Latin vinum cast a long shadow: English received it through Germanic, Spanish kept it nearly intact, and Esperanto consciously chose it. Chinese 酒 took no such journey — its ancient character pictures fermented liquid in a vessel, made long before any grape reached the Middle Kingdom. That vinum itself may have entered Latin from a pre-Indo-European Mediterranean source makes the spread all the stranger. Wherever the vine travels, it insists on being named.
English
wine /waɪn/
Entered Old English as wīn from Proto-Germanic *wīną, itself a loanword from Latin vinum — making English 'wine' a Latin word that arrived via a Germanic detour.
- *wīną — Proto-Germanic: wine (borrowed from Latin into the Germanic languages)
- wīn — Old English: wine
中文
酒 jiǔ
酒 jiǔA vessel (酉) holding liquid (氵): the character encodes the act of fermentation before abstraction was required. In oracle-bone script, 酉 depicts an amphora-shaped jar; the three water strokes mark its contents. The pairing says simply: this is the liquid that lives in the jar.

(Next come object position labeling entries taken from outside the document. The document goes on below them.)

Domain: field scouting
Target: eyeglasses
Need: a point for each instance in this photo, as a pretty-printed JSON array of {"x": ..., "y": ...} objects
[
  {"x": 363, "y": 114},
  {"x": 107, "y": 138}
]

酒 covers fermented and distilled drinks broadly; grape wine is specified as 葡萄酒 (pútáo jiǔ, 'grape-cluster wine'), where 葡萄 is a Silk Road loanword from Central Asian sources, arriving in China roughly during the Han Dynasty.
- *tsuʔ (Baxter-Sagart 2014) — Old Chinese: fermented drink, alcohol
- tsiuX — Middle Chinese: fermented drink; wine
Esperanto
vino /ˈvino/
Zamenhof drew from Romance vino rather than Germanic Wein or Slavic forms, making Esperanto vino the phonetically most Latin of the four words here. The productive noun suffix -o is present but unremarkable.
- vino — Romance (Italian/Spanish): Deliberate selection from Latin/Romance stock; Zamenhof favored forms with the widest European recognition
The grape, wherever it ferments, insists on being named.